Correct.
By playing with the location of the center of mass or CG, we modify the distance that separates that center form the center of lift and drag.

During flight, the plane rotates in any of the three axes only around the CG.

The bigger that separation (CG more forward):
1) There is more lever for the aerodynamic forces to keep or restore the alignment of the center line of the plane with the direction or trajectory of the CG.
2) There is more load on the horizontal tail (and also on the wing), either during upside up or inverted flight. Hence, more elevator surface or deflection is needed for flaring.
3) During loops, the force on the CG increases much as the G's, multiplying the demand on the tail and elevator. Loops of tight radius at high speed are not achievable.

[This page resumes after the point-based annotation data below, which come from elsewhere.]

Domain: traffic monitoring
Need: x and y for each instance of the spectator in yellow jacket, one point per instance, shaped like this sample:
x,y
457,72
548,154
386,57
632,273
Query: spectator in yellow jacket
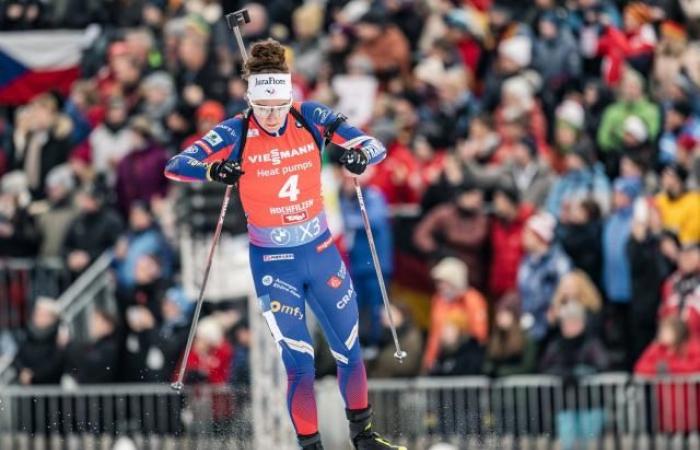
x,y
454,302
679,208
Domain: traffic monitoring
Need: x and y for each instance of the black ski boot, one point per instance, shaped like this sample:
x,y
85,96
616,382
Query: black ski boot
x,y
361,432
310,442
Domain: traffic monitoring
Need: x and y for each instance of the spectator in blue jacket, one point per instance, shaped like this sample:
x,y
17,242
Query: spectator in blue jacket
x,y
617,276
583,178
361,268
539,273
144,237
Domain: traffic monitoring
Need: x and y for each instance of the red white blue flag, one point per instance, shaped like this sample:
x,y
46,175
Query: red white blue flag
x,y
37,61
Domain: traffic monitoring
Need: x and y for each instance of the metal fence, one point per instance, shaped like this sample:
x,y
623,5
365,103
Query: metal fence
x,y
22,281
152,416
606,412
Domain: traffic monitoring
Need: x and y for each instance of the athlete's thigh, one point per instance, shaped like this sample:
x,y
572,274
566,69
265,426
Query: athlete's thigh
x,y
332,298
279,287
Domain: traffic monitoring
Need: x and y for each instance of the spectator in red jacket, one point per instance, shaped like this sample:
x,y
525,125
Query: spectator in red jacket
x,y
210,360
674,352
459,228
506,239
680,294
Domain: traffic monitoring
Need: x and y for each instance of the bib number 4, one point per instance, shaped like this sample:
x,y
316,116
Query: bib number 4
x,y
290,189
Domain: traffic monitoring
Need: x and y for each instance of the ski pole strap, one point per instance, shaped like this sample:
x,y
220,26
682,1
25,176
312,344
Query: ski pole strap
x,y
333,127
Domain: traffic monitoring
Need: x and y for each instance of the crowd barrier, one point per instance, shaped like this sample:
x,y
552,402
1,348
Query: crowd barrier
x,y
22,281
606,412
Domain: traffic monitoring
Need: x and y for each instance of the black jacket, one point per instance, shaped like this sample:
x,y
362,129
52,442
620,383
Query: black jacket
x,y
93,233
40,354
94,363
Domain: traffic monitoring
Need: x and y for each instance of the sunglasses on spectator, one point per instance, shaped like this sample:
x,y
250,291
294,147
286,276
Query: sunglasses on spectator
x,y
267,111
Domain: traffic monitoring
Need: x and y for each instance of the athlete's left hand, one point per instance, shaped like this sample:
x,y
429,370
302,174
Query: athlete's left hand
x,y
355,160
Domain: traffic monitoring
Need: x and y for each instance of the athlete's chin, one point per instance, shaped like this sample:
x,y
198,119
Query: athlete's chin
x,y
271,128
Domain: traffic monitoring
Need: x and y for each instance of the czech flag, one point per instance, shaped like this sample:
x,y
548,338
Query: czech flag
x,y
37,61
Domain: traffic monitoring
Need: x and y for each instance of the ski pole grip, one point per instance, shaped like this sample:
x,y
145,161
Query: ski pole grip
x,y
237,18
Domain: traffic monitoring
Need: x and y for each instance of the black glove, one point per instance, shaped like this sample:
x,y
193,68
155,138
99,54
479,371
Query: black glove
x,y
355,160
227,172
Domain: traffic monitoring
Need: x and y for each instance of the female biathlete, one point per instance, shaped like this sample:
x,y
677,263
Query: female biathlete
x,y
273,153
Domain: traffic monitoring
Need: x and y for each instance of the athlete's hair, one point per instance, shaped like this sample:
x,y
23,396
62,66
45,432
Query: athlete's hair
x,y
266,56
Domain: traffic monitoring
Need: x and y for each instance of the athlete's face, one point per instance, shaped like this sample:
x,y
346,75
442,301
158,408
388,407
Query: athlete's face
x,y
271,114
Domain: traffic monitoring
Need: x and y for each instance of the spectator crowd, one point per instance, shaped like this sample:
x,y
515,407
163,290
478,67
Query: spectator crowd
x,y
538,210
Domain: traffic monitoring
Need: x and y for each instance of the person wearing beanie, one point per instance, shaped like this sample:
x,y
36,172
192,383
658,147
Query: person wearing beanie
x,y
680,292
94,230
569,129
617,277
150,158
110,141
510,216
40,357
574,354
461,228
532,178
631,101
583,178
208,115
510,351
681,130
556,56
456,302
539,273
679,207
60,210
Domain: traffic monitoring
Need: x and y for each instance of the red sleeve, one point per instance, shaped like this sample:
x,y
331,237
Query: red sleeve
x,y
646,365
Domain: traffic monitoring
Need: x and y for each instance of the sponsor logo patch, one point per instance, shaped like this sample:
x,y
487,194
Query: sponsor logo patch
x,y
334,282
280,307
324,245
280,236
343,302
213,138
279,257
294,218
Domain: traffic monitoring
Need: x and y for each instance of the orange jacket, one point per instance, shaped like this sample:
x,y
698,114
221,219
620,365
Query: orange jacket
x,y
470,310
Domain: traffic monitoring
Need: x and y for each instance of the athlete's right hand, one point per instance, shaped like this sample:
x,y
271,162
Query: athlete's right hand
x,y
227,172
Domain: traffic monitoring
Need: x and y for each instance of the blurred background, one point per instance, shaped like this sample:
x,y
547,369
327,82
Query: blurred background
x,y
537,219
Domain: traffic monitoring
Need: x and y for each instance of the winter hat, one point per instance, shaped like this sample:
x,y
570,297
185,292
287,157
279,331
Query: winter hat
x,y
211,109
572,310
518,49
210,330
159,80
124,443
641,12
543,225
630,186
48,304
61,175
15,182
677,169
682,107
373,17
584,149
177,296
530,144
571,113
673,31
453,271
635,127
510,301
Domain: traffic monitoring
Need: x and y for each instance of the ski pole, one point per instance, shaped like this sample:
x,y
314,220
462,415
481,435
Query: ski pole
x,y
400,354
234,20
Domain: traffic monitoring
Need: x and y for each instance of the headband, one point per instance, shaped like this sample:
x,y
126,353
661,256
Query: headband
x,y
270,86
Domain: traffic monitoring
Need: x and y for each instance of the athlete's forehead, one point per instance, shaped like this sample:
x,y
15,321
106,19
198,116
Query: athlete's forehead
x,y
271,102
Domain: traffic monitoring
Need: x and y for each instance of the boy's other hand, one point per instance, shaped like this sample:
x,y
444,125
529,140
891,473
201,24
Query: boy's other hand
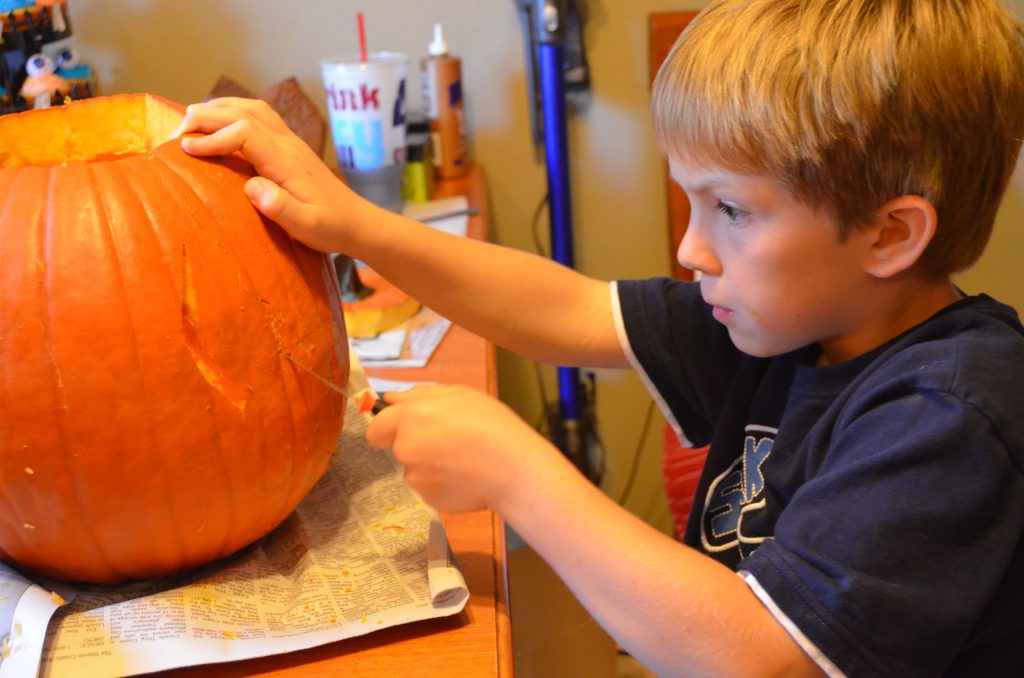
x,y
462,450
295,188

The smaller that separation (CG more aft):
1) There is less lever for the aerodynamic forces to keep or restore the alignment of the center line of the plane with the direction or trajectory of the CG.
2) There is less load on the elevator (and also on the wing), either during upside up or inverted flight. Hence, less elevator surface or deflection is needed for flaring and authority of the elevator during flight is higher (to the point of becoming excessive when the CG is too close to the CL).
3) During loops, the force on the CG imposes less demand on the tail and elevator. Loops of tight radius at high speed are possible.

The airfoil type has nothing to do with those things.
One type lifts more than another for the same variation of AOA, that is all.